PT Bank KB Indonesia Tbk (BBKP) terus mengintensifkan langkah efisiensi perusahaan sebagai bagian dari rencana transformasi korporasi jangka panjang. Berdasarkan laporan keuangan terbaru, bank yang terafiliasi dengan grup keuangan asal Korea Selatan ini tercatat melakukan perampingan pada jumlah tenaga kerja serta penyusutan jaringan kantor operasional mereka.

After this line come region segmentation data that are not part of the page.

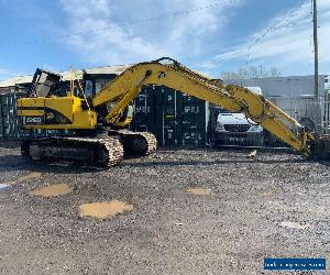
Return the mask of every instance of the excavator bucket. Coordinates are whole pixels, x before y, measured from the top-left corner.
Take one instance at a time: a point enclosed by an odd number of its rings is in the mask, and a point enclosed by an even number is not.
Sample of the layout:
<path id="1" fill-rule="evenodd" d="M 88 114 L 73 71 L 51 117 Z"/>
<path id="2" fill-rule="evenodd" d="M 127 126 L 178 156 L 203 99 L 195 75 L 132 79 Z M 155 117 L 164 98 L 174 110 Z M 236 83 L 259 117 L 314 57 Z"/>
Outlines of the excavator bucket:
<path id="1" fill-rule="evenodd" d="M 320 136 L 310 142 L 311 158 L 330 161 L 330 135 Z"/>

Hingga kuartal pertama tahun 2026, KB Bank mencatat jumlah karyawan mencapai 2.265 orang, atau berkurang 69 orang dibandingkan posisi akhir Desember 2025. Jika ditarik perbandingan secara tahunan (year-on-year), langkah rasionalisasi tenaga kerja ini terlihat lebih signifikan mengingat pada Maret 2025, jumlah staf perusahaan masih berada di angka 2.927 orang.
Direktur Utama KB Bank, Kunardy Darma Lie, menegaskan bahwa penyesuaian ini merupakan bagian integral dari strategi perusahaan untuk memperbaiki kinerja fundamental. Meski melakukan perampingan fisik, bank tetap melakukan transformasi digital untuk mendukung layanan bagi nasabah di tengah perubahan perilaku transaksi perbankan saat ini.
Di sisi lain, KB Bank mendapatkan suntikan dukungan finansial berupa fasilitas pendanaan atau credit line senilai Rp 2 triliun dari induk usahanya, KB Financial Group. Tambahan modal ini dinilai krusial untuk menjaga stabilitas likuiditas perseroan, terutama di tengah dinamika kebijakan moneter Bank Indonesia yang menaikkan suku bunga acuan sebesar 100 basis poin pada semester pertama tahun ini.
Manajemen KB Bank menyatakan optimisme bahwa dukungan finansial dari pemegang saham pengendali ini akan memberikan fleksibilitas lebih bagi perseroan dalam menjalankan ekspansi bisnis yang berkelanjutan meski di tengah tantangan ekonomi nasional yang kompetitif.